詩は生きる力~言葉をはぐくむためにした事・しなかった事」(演者:村上喜美子さん, 有香さん) ではこれまでの育児と有香さんの詩集が紹介されました。愛されている自信を持たせる, 心を汚さない(他人の悪口を言わない), 自己肯定感を高める, 否定しない, 感情的に怒らない算数はプロに任せる、など。算数は教えるのが難しく、お互いに煮詰まり、親子関係が不安定になる危険があるようです。お母様のオリジナル教材や有香さんの成長の記録が以下で紹介されていますYUKAのおもちゃ箱 (ameblo.jp)
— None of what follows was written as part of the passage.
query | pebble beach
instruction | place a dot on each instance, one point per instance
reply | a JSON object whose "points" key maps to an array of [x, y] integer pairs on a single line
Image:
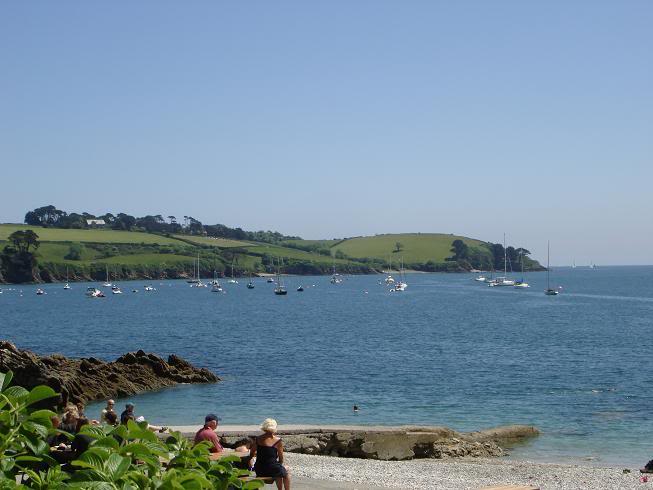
{"points": [[324, 472]]}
最近、出版された詩集「弱いはつよい」【発売】『弱いはつよい』(村上有香 著/伊藤美憂 絵)発売 | 株式会社 風鳴舎 (fuumeisha.co.jp) の一部も紹介していただきました。言葉のエネルギーを感じながらも(言霊というんでしょうか)癒される、そんな詩集かなと思います。早速、注文しました。
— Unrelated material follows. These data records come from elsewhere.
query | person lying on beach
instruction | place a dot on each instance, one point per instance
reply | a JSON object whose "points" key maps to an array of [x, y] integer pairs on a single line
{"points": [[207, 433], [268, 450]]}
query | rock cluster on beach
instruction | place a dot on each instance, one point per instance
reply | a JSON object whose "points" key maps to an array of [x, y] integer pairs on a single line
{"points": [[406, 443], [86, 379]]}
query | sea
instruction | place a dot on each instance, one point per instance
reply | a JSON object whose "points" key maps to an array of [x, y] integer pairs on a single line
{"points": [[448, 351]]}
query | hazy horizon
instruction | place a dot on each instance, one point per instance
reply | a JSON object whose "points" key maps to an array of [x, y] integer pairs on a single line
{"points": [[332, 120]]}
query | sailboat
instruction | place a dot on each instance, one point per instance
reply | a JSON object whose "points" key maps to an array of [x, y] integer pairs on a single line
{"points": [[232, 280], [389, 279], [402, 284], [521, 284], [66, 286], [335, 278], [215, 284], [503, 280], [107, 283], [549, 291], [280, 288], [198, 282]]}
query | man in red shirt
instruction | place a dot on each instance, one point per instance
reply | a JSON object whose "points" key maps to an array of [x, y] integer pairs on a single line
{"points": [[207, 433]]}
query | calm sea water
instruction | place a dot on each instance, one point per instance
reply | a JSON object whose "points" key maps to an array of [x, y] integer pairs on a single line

言葉を育てるかかわり」(演者:大阪医大LDセンター; 水田めくみ先生)では、絵本を使った、インリアルというアプローチ方法が紹介されていました。ダウン症児は、インプット>アウトプットの状態となっている児が少なくない。すなわち、意志の表出に、言葉よりも、身振りや指差しを用いることが多い。絵本は、注意が絵本に集まり共同注意が生じやすい, 簡潔な文・リズムな韻の強調により、言葉や文への注意が高まる, 発語・発話が予測でき、子どもが言語で反応する機会を増やす(例.いないない・・・ばぁ。大人がいないない、と読んで間を置くと、子どもがばぁと発する)などの理由で、発語を使ったやりとりを促すのによいツールのようです。

ダウン症児の医療介入について」(演者:大阪医科大学小児科; 黒柳裕一先生)では、ダウン症のお子様に起こりうる全身の合併症について、内分泌疾患を中心に話して

くださいました。とても分かりやすく、頭の中が整理できました。ダウン症の児は、甲状腺疾患の合併が想像以上に多い, 身長は低く一般の基準値で評価してはいけない、など大変勉強になりました。

当院では、ダウン症の方の受診は少ないですが、学んだことを還元できればと思います。